Ha recorrido Colombia entera, impartido conferencias, clases de actuación, talleres y, sobre todo, compartido el día a día con hombres y mujeres de muchas profesiones, creencias y sentimientos políticos. Ha conocido también de cerca a incontables emigrantes venezolanos, los mismos que ahora, bajo una campaña de descrédito feroz, son metidos en el mismo saco de los prejuicios y el odio, como si todo venezolano fuera un peligro público y mereciera lo mismo la cárcel que la expulsión inmediata y brutal hacia su país de origen.
Pero por el hecho de haberlos conocido sin oscuros pensamientos de su parte, de conversar detenidamente con ellos y escucharlos sin ninguna clase de prejuicios y ojeriza anticipada, el dramaturgo y poeta bautenses Juan José Jordán sabe muy bien por qué siempre sale en defensa de los hijos de Bolívar.

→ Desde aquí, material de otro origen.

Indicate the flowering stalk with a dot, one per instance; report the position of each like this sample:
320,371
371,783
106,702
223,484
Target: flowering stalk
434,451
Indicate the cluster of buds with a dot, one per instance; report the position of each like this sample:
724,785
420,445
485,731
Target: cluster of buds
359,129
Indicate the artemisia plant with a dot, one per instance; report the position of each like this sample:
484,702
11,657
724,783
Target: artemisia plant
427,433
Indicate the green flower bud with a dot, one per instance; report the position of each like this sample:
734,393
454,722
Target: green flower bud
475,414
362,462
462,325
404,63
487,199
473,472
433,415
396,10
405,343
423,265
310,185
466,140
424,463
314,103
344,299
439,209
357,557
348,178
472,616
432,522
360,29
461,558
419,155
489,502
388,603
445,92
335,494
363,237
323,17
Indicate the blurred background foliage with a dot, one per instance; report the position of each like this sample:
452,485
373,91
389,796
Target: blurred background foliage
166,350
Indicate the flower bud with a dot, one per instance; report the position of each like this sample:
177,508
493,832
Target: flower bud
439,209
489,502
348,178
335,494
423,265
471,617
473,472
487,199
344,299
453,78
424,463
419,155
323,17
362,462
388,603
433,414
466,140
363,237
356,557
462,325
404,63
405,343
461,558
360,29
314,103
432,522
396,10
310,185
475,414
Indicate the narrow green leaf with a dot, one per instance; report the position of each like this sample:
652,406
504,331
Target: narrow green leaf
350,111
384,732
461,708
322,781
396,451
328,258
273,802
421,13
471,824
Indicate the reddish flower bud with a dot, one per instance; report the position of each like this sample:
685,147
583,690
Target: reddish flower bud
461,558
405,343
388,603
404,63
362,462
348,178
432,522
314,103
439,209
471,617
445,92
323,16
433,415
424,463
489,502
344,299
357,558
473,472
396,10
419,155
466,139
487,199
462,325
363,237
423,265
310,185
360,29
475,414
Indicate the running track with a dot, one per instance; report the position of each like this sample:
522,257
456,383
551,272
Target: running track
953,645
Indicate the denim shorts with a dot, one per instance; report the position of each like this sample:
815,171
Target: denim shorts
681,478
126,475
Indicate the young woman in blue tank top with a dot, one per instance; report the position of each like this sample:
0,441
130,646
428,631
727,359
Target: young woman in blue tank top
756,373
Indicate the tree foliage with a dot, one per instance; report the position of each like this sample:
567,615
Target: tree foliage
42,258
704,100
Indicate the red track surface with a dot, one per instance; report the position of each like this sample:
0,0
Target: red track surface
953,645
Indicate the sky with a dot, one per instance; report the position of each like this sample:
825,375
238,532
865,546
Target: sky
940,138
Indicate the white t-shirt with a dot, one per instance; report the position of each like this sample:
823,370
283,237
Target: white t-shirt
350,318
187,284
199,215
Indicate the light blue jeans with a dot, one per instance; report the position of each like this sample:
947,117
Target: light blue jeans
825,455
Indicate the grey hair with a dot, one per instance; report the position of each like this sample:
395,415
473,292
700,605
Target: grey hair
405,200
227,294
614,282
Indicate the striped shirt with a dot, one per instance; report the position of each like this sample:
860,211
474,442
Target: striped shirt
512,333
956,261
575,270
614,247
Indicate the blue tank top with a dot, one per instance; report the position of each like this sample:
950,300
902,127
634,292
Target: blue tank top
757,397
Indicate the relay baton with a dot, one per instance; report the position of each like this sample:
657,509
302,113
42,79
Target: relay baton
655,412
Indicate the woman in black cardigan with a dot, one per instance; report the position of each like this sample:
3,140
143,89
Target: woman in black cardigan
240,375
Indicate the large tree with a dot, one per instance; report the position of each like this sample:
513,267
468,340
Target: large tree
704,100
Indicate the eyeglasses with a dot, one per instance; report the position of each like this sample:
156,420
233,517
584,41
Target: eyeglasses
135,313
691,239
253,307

“Yo no puedo aceptar que me hablen mal de los venezolanos porque todavía no he conocido en Colombia a ninguno que me haya defraudado, a ninguno que sea delincuente o mala persona
“No voy a imponerle mi criterio a quienes piensan lo contrario sin haberlos conocido de cerca como yo he podido, pero es muy injusto valorar con mirada prejuicios a los seres humanos”, aseguraba convencido el autor de Cuando los muertos hablan.
Las miradas prejuiciosas son altamente dañinas, trátese de opiniones sobre emigrantes, tan de modas hoy en el circo de los descréditos, como sobre determinadas razas, habitantes de determinadas regiones de un país o provincia, sobre algunas profesiones o sobre algunos grupos etarios, a los cuales una vez pertenecíamos, aunque ahora no nos acordemos.
El prejuicio, precisamente, nos acompañó con motivo de una actividad por el Día del Libro Cubano (31 de marzo), fecha en que la Revolución estrenaba, hace ya 65 años, la pode- rosa Imprenta Nacional de Cuba con la memorable novela El Ingenioso Hidalgo Don Quijote de la Mancha, de Miguel de Cervantes y Saavedra.
Tres escritores caimitenses: Cecilia Valdés Sagué, María del Carmen Terry Valdespino y el redactor de estas líneas, decidimos aventurarnos en la Escuela Secundaria Básica Carlos Gutiérrez Menoyo, con el ánimo de poner a la venta un puñado de títulos procedentes de la librería local y para entablar algún diálogo literario, sin llegar a provocar bostezos en serie dentro del auditorio que nos escucharía.
Íbamos animados porque los tres vemos y respiramos a través de los libros, pero creíamos que de la otra parte el entusiasmo librero no sería precisamente igual al nuestro.
¿Adolescentes de secundaria con ganas de leer libros en tiempos de pujante internet? ¿Adolescentes comprando libros y preguntando por este o aquel tema de su preferencia para comprar el libro afín? No. Ni pensarlo. Ese tipo de adolescente era cosa del pasado, creímos desde nuestro prejuicio.
Mal nos pagó la creencia, porque los muchachos se arremolinaron junto a nosotros y a los libros colocados sobre un par de mesas en medio del pasillo. No pasó demasiado tiempo para que la venta y el conversatorio se convirtieran en una fiesta.
Llegaban a sumarse más y más alumnos, respondían con acierto nuestras preguntas, escuchaban con atención nuestros relatos y hasta nos daban certeras disertaciones sobre el viaje fabuloso que el doctor y escriba Oscar Rodríguez narraba en su obra A la luna, puesta en venta durante esta jornada.
Caían de golpe nuestros prejuicios. Recordábamos allí, también de golpe, que un día tuvimos su misma edad y tantas virtudes y defectos como ellos. Y volvimos a sentir que, desde el milagro luminoso del libro y la cultura, los seres humanos aprenden mejor dónde está la verdad innegable que hace añicos los prejuicios.